Thank you in advance!

Bengt O. Muthen posted on Wednesday, November 20, 2019 - 4:16 pm

Don't try to standardize the categorical variables. Their latent response variable variances are approximately 1 so that goes well together with variances approximately 1 for the continuous variables.

Don't get into Inverse Wishart if you don't have to.

I don't know of a pedagogical paper on this blend of variables.

Mayara Monteiro posted on Sunday, November 24, 2019 - 10:36 am

Thank you for clarifying about scale compatibility.

I have performed the sensitive analysis for cross-loadings in the CFA model and the PPP peaks (PPP=0.106) at the prior variance 0.03. For the complete model, the PPP=0.193, but some cross-loadings are significant and some causal relations loses its significance (compared to Bayesian SEM with default diffuse priors – PPP=0.025). Theoretically, it does not make sense to free these significant cross-loadings. Thus, I have tried different variances in the complete model and have noticed that for N~(0,0.002) all model relationships are significant and the PPP=0.101(CFA model only has a PPP=0.017).

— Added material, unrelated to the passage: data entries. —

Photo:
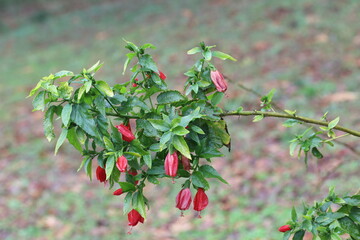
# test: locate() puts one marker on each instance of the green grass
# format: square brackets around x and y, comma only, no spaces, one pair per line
[306,50]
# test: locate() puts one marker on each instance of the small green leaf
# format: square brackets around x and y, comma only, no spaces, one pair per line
[104,88]
[110,163]
[61,139]
[65,114]
[333,123]
[199,181]
[223,56]
[180,144]
[194,50]
[258,118]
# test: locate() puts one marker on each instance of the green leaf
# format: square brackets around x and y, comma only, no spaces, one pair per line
[210,172]
[180,130]
[65,114]
[159,124]
[73,139]
[168,97]
[194,50]
[333,123]
[39,101]
[148,160]
[291,122]
[293,215]
[199,181]
[139,204]
[110,163]
[48,123]
[258,118]
[81,116]
[127,187]
[147,63]
[197,129]
[61,139]
[180,144]
[104,88]
[88,167]
[299,235]
[223,56]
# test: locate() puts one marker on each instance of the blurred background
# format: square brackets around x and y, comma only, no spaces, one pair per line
[308,50]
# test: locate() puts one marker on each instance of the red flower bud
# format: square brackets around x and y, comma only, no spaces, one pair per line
[218,80]
[126,133]
[121,164]
[133,173]
[162,75]
[200,201]
[101,174]
[134,218]
[186,163]
[183,200]
[118,192]
[285,228]
[171,164]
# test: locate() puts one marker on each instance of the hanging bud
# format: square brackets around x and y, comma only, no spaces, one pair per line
[118,192]
[171,165]
[284,228]
[134,218]
[183,200]
[218,80]
[133,173]
[101,174]
[126,133]
[162,75]
[186,163]
[200,201]
[121,164]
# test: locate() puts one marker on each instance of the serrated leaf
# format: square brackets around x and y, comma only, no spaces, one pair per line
[210,172]
[73,139]
[194,50]
[223,56]
[168,97]
[333,123]
[61,139]
[110,163]
[199,181]
[104,88]
[65,114]
[180,144]
[258,118]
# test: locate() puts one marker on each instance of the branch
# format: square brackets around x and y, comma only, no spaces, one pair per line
[288,116]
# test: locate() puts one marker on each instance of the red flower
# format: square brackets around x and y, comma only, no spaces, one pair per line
[183,200]
[121,164]
[218,80]
[118,192]
[171,164]
[162,75]
[186,163]
[200,201]
[101,174]
[285,228]
[134,218]
[126,133]
[133,173]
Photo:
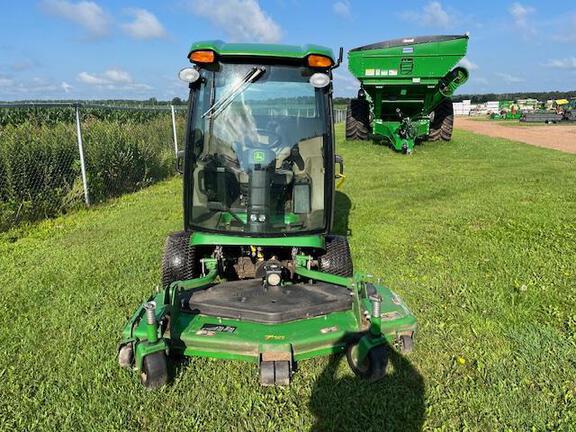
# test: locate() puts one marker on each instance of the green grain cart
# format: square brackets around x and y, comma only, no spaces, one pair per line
[405,89]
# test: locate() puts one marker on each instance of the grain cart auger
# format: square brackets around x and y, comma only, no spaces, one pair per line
[405,89]
[256,274]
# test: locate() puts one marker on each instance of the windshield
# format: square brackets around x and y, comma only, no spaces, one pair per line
[257,141]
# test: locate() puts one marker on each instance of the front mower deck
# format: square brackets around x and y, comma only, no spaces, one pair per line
[250,300]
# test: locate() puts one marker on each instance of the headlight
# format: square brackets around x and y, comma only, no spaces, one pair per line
[189,75]
[319,80]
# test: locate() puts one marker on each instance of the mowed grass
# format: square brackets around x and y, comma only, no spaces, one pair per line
[477,235]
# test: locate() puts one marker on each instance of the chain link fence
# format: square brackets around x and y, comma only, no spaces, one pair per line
[55,157]
[339,115]
[60,156]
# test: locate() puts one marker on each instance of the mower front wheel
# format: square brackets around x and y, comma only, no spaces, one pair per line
[373,367]
[154,370]
[126,356]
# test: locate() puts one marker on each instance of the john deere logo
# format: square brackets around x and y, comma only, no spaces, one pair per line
[258,157]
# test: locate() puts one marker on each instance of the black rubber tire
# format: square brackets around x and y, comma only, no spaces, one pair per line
[126,356]
[373,368]
[357,119]
[282,373]
[337,259]
[442,124]
[179,262]
[406,344]
[154,372]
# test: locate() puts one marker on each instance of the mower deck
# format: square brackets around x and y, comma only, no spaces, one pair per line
[249,300]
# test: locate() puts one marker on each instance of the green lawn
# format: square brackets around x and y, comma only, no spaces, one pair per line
[477,235]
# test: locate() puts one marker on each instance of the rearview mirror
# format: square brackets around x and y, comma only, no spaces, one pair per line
[180,161]
[340,174]
[340,162]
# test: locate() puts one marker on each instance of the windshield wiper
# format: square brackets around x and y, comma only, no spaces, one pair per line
[221,104]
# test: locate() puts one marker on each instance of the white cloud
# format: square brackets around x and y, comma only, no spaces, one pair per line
[342,8]
[479,80]
[563,35]
[565,63]
[117,76]
[465,62]
[144,26]
[112,79]
[521,17]
[345,81]
[239,19]
[108,77]
[509,79]
[87,14]
[6,82]
[433,15]
[87,78]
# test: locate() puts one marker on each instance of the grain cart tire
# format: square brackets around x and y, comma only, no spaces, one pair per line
[337,259]
[179,259]
[442,122]
[357,119]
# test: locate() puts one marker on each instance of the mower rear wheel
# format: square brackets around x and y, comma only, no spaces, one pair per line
[406,344]
[373,368]
[337,259]
[179,259]
[275,373]
[442,123]
[357,119]
[154,370]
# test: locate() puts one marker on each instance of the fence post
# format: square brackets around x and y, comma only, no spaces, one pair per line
[81,151]
[174,130]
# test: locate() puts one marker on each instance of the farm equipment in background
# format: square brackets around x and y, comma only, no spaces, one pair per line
[405,89]
[256,274]
[562,110]
[508,110]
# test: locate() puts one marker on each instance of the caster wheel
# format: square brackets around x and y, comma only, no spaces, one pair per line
[126,356]
[406,344]
[267,373]
[154,370]
[373,368]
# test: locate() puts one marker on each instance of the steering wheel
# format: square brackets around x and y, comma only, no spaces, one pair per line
[274,139]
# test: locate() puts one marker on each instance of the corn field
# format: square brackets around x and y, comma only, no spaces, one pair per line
[44,174]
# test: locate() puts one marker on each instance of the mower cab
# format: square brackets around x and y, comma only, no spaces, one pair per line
[256,274]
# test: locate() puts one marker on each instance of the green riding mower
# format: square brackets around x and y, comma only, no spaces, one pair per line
[256,274]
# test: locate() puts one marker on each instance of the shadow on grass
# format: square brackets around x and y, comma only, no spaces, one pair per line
[395,403]
[342,206]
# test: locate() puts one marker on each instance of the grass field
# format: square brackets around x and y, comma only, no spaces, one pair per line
[477,235]
[518,122]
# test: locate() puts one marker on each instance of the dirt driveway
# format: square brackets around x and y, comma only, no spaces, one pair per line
[559,137]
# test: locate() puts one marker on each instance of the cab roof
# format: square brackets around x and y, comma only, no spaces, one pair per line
[262,50]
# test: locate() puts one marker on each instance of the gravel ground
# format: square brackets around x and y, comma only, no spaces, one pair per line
[556,137]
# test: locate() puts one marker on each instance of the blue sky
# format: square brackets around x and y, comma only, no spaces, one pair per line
[68,49]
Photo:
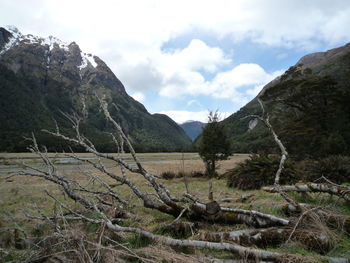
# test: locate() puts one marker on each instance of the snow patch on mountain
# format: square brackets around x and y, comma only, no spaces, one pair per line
[17,37]
[87,59]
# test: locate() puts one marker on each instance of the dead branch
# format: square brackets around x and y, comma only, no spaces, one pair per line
[341,191]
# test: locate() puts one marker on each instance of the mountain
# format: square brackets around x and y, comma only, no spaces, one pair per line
[42,77]
[192,128]
[308,106]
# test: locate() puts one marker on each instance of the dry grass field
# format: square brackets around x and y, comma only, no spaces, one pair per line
[20,195]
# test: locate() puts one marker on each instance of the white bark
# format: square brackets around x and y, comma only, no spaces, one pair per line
[341,191]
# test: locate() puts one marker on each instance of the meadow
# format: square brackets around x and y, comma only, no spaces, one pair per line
[24,196]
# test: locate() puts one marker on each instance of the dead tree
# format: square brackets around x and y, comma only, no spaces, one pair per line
[92,198]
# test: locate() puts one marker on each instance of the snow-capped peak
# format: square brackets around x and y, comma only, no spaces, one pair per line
[17,37]
[87,59]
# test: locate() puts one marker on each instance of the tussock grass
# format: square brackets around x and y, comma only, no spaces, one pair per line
[21,193]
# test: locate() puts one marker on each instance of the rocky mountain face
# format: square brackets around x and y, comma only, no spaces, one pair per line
[192,128]
[42,77]
[308,106]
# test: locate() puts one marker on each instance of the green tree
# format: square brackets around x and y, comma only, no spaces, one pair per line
[214,144]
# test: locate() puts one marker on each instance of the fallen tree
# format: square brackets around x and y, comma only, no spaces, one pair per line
[338,190]
[103,205]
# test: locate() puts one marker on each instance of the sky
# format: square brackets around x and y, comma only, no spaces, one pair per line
[185,58]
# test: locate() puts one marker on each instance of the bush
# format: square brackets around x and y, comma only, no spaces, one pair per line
[259,170]
[335,168]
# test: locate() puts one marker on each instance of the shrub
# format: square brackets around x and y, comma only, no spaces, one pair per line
[335,168]
[259,170]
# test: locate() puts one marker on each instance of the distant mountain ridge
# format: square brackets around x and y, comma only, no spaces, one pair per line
[192,128]
[39,77]
[308,106]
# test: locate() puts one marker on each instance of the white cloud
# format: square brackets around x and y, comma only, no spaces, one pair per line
[129,36]
[138,96]
[183,116]
[225,85]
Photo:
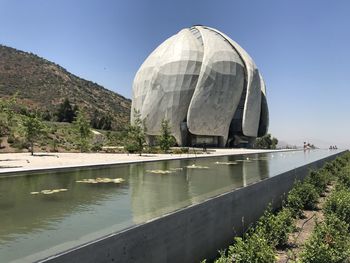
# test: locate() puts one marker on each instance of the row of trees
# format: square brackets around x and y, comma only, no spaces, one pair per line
[136,136]
[67,113]
[31,126]
[266,142]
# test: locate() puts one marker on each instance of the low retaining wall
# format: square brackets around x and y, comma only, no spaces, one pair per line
[193,233]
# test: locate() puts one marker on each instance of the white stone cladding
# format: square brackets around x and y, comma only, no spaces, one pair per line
[197,78]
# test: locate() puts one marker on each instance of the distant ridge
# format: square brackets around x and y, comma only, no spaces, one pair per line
[43,85]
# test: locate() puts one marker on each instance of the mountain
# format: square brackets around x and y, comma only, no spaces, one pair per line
[43,85]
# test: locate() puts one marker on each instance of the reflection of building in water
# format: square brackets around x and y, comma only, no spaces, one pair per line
[154,194]
[23,213]
[255,168]
[218,178]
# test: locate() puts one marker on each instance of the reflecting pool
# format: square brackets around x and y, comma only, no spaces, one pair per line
[34,226]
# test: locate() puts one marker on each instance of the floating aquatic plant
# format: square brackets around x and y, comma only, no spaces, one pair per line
[49,192]
[226,163]
[193,166]
[101,180]
[159,171]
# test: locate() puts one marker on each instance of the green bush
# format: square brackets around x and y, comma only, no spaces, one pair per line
[253,247]
[338,203]
[343,179]
[302,196]
[319,179]
[10,139]
[276,228]
[330,242]
[131,148]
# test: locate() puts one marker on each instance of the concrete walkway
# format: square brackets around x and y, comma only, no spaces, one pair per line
[20,162]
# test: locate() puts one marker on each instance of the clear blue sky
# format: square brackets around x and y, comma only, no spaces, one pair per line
[301,47]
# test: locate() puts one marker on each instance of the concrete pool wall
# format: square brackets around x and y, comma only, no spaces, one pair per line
[193,233]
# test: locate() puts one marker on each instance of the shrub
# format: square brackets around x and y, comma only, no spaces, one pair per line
[302,196]
[10,139]
[253,247]
[319,179]
[343,179]
[330,242]
[276,228]
[338,203]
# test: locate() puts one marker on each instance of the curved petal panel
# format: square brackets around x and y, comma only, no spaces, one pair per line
[206,86]
[172,84]
[219,87]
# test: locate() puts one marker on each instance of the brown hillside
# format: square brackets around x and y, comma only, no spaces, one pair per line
[43,85]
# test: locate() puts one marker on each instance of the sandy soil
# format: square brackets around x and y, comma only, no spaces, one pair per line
[14,162]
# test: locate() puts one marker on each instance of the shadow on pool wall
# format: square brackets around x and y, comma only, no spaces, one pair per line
[193,233]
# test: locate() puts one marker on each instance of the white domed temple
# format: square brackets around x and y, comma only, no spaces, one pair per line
[207,86]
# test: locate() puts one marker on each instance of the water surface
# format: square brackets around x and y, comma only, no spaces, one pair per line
[33,227]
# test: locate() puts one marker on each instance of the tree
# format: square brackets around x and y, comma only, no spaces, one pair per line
[3,130]
[33,129]
[83,131]
[136,138]
[65,112]
[266,142]
[166,140]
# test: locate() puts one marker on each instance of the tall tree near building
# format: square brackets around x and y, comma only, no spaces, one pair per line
[166,140]
[33,129]
[83,131]
[136,138]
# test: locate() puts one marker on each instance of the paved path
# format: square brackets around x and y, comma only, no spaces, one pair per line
[15,162]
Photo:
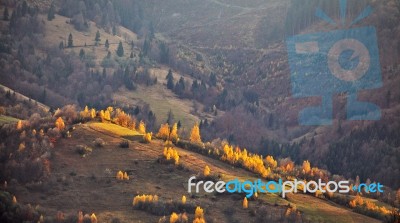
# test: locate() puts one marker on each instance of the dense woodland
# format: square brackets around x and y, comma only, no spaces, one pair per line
[56,77]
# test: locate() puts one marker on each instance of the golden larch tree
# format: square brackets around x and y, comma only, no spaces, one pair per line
[107,115]
[174,133]
[306,167]
[163,132]
[93,218]
[142,128]
[60,124]
[245,203]
[92,113]
[174,218]
[206,171]
[195,134]
[19,125]
[183,199]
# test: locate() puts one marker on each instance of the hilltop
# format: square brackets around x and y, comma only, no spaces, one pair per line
[88,184]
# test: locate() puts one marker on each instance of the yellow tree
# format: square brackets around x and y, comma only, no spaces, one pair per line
[92,113]
[101,115]
[183,199]
[60,124]
[199,212]
[245,203]
[174,218]
[142,128]
[206,171]
[195,134]
[85,113]
[19,125]
[93,218]
[147,137]
[174,133]
[163,133]
[306,167]
[107,115]
[271,162]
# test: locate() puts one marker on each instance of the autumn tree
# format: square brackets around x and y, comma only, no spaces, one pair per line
[70,41]
[107,115]
[183,199]
[245,203]
[164,132]
[6,14]
[120,50]
[106,44]
[19,125]
[93,218]
[147,137]
[173,136]
[206,171]
[142,128]
[170,80]
[51,13]
[60,124]
[306,167]
[271,162]
[174,218]
[195,134]
[97,37]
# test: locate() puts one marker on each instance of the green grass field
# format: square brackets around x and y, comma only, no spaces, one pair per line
[112,129]
[161,101]
[7,120]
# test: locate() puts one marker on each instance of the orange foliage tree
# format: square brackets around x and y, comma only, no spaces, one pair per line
[245,203]
[163,132]
[60,125]
[174,133]
[195,134]
[142,128]
[306,167]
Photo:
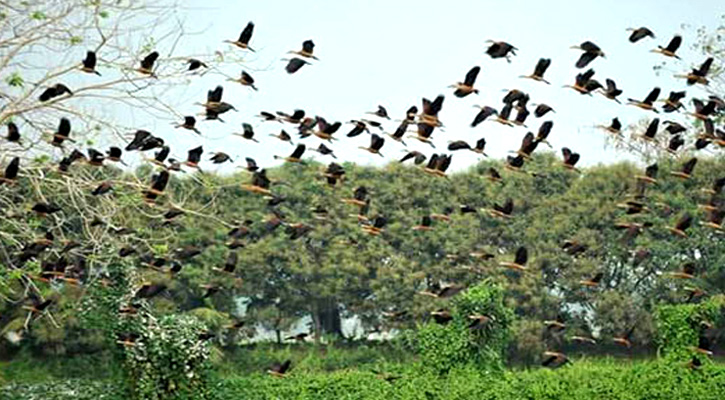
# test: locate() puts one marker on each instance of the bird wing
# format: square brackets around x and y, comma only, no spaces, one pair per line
[471,76]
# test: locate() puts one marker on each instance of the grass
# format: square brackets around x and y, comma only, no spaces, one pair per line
[356,372]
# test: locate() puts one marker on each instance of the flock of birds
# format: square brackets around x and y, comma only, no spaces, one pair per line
[417,124]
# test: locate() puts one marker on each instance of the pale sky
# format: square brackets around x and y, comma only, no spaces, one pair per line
[396,52]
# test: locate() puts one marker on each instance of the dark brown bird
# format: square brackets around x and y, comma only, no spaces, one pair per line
[189,123]
[244,37]
[294,64]
[465,88]
[541,66]
[62,133]
[591,51]
[500,50]
[699,75]
[417,157]
[89,63]
[639,34]
[611,92]
[671,48]
[147,64]
[296,156]
[308,47]
[376,143]
[648,102]
[54,91]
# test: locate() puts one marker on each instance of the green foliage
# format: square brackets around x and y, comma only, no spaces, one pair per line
[168,360]
[443,347]
[679,326]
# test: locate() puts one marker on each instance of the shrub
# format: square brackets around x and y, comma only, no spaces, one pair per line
[168,361]
[679,326]
[443,347]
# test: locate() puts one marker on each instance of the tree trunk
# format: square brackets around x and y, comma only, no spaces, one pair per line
[328,318]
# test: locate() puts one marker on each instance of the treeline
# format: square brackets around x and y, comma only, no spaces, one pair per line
[303,253]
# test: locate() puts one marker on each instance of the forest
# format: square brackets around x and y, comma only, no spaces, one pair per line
[127,273]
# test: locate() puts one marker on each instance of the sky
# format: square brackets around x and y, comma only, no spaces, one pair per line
[394,53]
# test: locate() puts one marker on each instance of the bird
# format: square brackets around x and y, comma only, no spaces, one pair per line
[482,115]
[220,158]
[399,133]
[648,102]
[101,189]
[673,101]
[417,157]
[247,132]
[13,135]
[519,263]
[294,118]
[465,88]
[584,82]
[194,157]
[325,130]
[686,171]
[639,34]
[441,316]
[54,91]
[591,51]
[499,49]
[189,123]
[542,109]
[698,75]
[158,184]
[671,47]
[294,64]
[11,172]
[245,79]
[570,158]
[684,222]
[195,64]
[376,143]
[89,63]
[147,64]
[296,156]
[324,150]
[541,66]
[426,224]
[244,37]
[651,131]
[438,164]
[308,47]
[283,136]
[553,359]
[62,133]
[611,92]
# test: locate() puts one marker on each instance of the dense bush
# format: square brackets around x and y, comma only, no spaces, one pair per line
[679,326]
[168,361]
[443,347]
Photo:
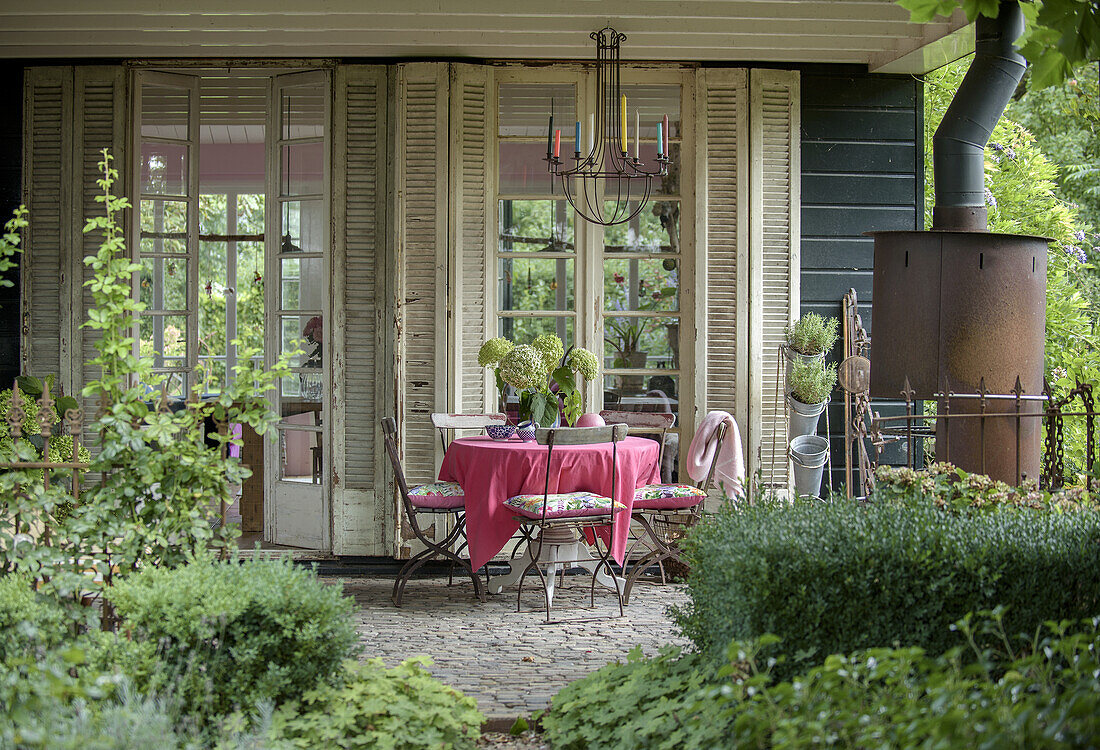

Any variance above 0.002, makes some cross-loadings significant and relations in the model non-significant.

My questions are:
1. Is it correct to try different cross-loading priors for the entire model, instead of only considering the CFA model?
2. I found that “A PPP value above 0.05 indicates acceptable fit and a PPP value around 0.5 indicates an excellent-fitting model”, but the slides “Bayesian Analysis Using Mplus” say that a PPP=0.068 indicates a Poorly Fitting Model. Starting from which value of PPP is the model considered good and not only acceptable?
3. Should I stop there or continue looking for improvements in the PPP by adding priors for the residual correlations?

Thank you very much for your time and patience in helping me.

Tihomir Asparouhov posted on Monday, November 25, 2019 - 1:36 pm

1. Yes

2. We generally recommend 0.05. You can change that with some effort see Section 2.3.6
http://statmodel.com/download/BayesFit.pdf

3. It depends. If residual correlations are theoretically more acceptable than cross-loadings then you should pursue that.

Note that after running BSEM and identifying the potential cross-loadings, you can estimate the model only with those cross loadings (no priors). That will recover your ability to detect significant relations.